В ту пору стоял туман, дожди и непроходимая грязь, но это не мешало подразделению Славы выполнять задачи по уничтожению боевой техники и живой силы врага.
После освобождения ещё нескольких дворов мой друг получил приказ прекратить зачистку и выдвигаться на северном направлении. Ему передали координаты вражеских позиций. Всё оборвалось у меня внутри, ведь Слава отправлялся в место, где принял свою смерть. Но он на полпути повернул обратно на юг, куда вела его интуиция. Ему не давал покоя Змей. А я бы советовала Славе плюнуть на него и сосредоточиться на первоочередной задаче. Хотя… Возможно, его интуиция не ошибалась. Да и его личный враг вряд ли б отстал сам, пока мой друг его не остановил бы. Так что… Иного пути у него просто не осталось. Любая дорога вела именно в ту точку невозврата, в которой произошло необратимое. И с самого детства Ярослав не мог свернуть на какую-нибудь другую, окольную тропу, ведь всё, почти всё предрешено, и финал известен с самого начала. Только не нам. Мы, как безмолвные зрители, сидим перед экраном, на котором крутится наша собственная жизнь, не в силах изменить исход, который известен лишь режиссёру. Выбор – лишь иллюзия, искусно обёрнутая в этикетку случайностей и личных предпочтений. На самом деле никто ни над чем не властен. В наших силах лишь досмотреть этот фильм до конца, либо уйти с сеанса.
Эта идея – идея о вечном возвращении – свела с ума одного знаменитого философа. Она поразила его разум и заставила пересмотреть свои убеждения, если вообще, не отказаться от них. И, что самое страшное, к его великому сожалению, официальная наука подтверждала теорию цикличности Вселенной. Но тот философ пошёл дальше. Он предположил, что, если в каждом новом цикле Вселенная до последнего атома с точностью повторяет себя? Это значит, что всё когда-нибудь будет вновь, и каждому человеку придётся переживать все испытания бесчисленное количество раз. В таком случае неотвратимость судьбы и отсутствие выбора являются краеугольными камнями, на которых зиждется всё Мироздание. По-видимому, у него у самого была тяжёлая судьба, поэтому он так и боялся её повторения, и мысль о вечном возвращении стала для него потрясением.

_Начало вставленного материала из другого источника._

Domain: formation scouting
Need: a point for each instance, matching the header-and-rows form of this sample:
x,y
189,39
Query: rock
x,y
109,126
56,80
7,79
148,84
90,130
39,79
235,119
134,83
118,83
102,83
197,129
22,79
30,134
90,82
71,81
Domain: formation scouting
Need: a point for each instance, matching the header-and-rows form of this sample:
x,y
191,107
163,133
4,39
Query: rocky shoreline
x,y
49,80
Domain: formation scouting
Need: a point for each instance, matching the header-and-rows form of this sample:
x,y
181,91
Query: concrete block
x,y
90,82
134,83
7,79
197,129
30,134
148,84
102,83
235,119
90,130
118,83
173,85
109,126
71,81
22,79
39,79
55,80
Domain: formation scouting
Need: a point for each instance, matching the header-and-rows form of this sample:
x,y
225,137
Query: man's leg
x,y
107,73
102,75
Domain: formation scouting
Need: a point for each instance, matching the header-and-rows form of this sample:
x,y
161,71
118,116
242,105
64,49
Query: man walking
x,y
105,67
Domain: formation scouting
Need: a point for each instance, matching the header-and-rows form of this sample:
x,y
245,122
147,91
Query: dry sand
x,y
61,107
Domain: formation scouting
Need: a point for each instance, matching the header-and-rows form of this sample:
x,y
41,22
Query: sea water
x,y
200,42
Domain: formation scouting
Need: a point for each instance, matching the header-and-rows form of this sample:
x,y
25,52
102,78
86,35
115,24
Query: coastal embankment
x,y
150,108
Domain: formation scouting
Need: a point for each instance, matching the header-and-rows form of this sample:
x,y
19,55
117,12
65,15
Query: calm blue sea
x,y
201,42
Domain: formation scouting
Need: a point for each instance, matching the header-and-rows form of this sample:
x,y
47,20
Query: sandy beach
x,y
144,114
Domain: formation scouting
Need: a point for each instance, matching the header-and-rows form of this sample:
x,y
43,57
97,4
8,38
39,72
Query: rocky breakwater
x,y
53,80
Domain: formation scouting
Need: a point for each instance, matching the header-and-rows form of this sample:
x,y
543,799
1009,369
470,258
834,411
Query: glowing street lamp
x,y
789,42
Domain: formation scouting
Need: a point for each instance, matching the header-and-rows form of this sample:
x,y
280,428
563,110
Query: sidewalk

Между тем официальная наука вовсе не утверждала, что Вселенная должна непременно повторять себя. Распределение и сочетание атомов и их частиц на заре формирования космоса происходило рандомно, поэтому вероятность того, что в каком-то из циклов могла возникнуть точная копия сегодняшней Вселенной практически равнялась нулю. Но откуда в сознании людей так прочно засела идея о фатальности, о том, что всё заранее предрешено, и чтобы они не делали, от судьбы не уйдешь? Наверное, от собственного бессилия перед лицом природы и обстоятельств непреодолимой силы: социальных катаклизмов, как жернова перемалывающих своих жертв, неизлечимых болезней, словно насланных свыше за грехи, и т. д. Слава бы сказал, что нужно лишь одно: бороться, бороться и не засорять себе голову ерундой. Он не верил в судьбу, а между тем, она вела его в одном известном ей направлении, и, глядя на неё, казалось, что, действительно, всё на свете предрешено.